The opening scene of Grist Mill Road is harrowing, twelve-year-old Patrick watches out of sight as his fourteen-year-old best friend Matthew shoots thirteen-old Hannah whom he has tied to a tree forty-nine times with a B.B. gun. I emphasize their ages because there are significant differences between twelve and fourteen, especially when Patrick is a young twelve and Matthew is an old fourteen.

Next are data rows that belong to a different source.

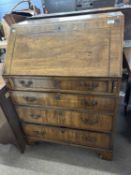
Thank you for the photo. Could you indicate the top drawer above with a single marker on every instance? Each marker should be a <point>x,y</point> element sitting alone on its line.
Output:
<point>58,83</point>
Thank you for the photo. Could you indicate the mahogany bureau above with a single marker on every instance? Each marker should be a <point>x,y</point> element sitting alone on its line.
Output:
<point>63,74</point>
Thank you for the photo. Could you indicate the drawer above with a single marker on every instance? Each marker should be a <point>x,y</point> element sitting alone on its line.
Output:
<point>67,118</point>
<point>89,102</point>
<point>78,84</point>
<point>70,136</point>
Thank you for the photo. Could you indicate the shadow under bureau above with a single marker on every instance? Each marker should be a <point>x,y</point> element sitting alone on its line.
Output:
<point>63,76</point>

As the contemporary narrative opens, Patrick and Hannah are married. Patrick has just lost his job and is struggling to find another. He is also haunted by guilt for failing to stop the shooting, an irrational guilt as it’s unlikely he could have succeeded. Moreover, he confronted Matthew, was attacked by him, feared Matthew would kill him, played dead to survive, then got up, his head bleeding from a massive blow, untied and brought Hannah to safety and saved her life. Still, his failure to say something during the shooting feels like a failure, though if he had, Matthew might have shot him, too. Hannah has no idea that Patrick witnessed the shooting and refusing to discuss what happened, gives Patrick no opportunity to tell her. Being weak-willed and deferential, he keeps his secret and feels more guilt.

They might have still managed to muddle through life more or less successfully even though Patrick loses his job and has fixated on the boss who fired him and falls into depression. But then Matthew comes back into their lives and all hell breaks loose.

Told through narratives by each of the three principals, Grist Mill Road is suspenseful and interesting on many levels. The writing is descriptive, in particular in creating a sense of place in the Finger Lakes, describing the land and how it came to be. The natural history is the best part of the book for me.

In many ways, Grist Mill Road is a successful thriller. The prose is better than competent, sometimes extraordinary. The plot is new and intriguing. It considers important themes about trust, empathy, and responsibility, but it took everything to keep from throwing it across the room in disgust. There are a couple reasons for this. There are three narratives, those of the men are fully realized and complex. Hannah’s is shallow and often driven more by her cop friend than her. Hannah seems to have no agency at all. She is only half-realized.

More seriously, Matthew shot Hannah forty-nine times and yet, we are told we “don’t know what she did” and asked to hold her partially culpable for his action. So what exactly could someone do or say that would inspire the cold-blooded forty-nine separate shots. Shooting her once? Hitting her? That says impulse and rage. Forty-nine is cold-blooded and vicious. It is considered. No, there’s no “but she” about it and that we are asked to “but she” a thirteen year old girl to forgive shooting her forty-nine times is appalling. I don’t mind being asked to feel empathy for Matthew. I feel empathy. I understand the pain he might have felt. Feeling empathy for him should never require that I accept the culpability of his victim. I found it completely offensive to be asked.

 

I received an e-galley of Grist Mill Road from the publisher through NetGalley.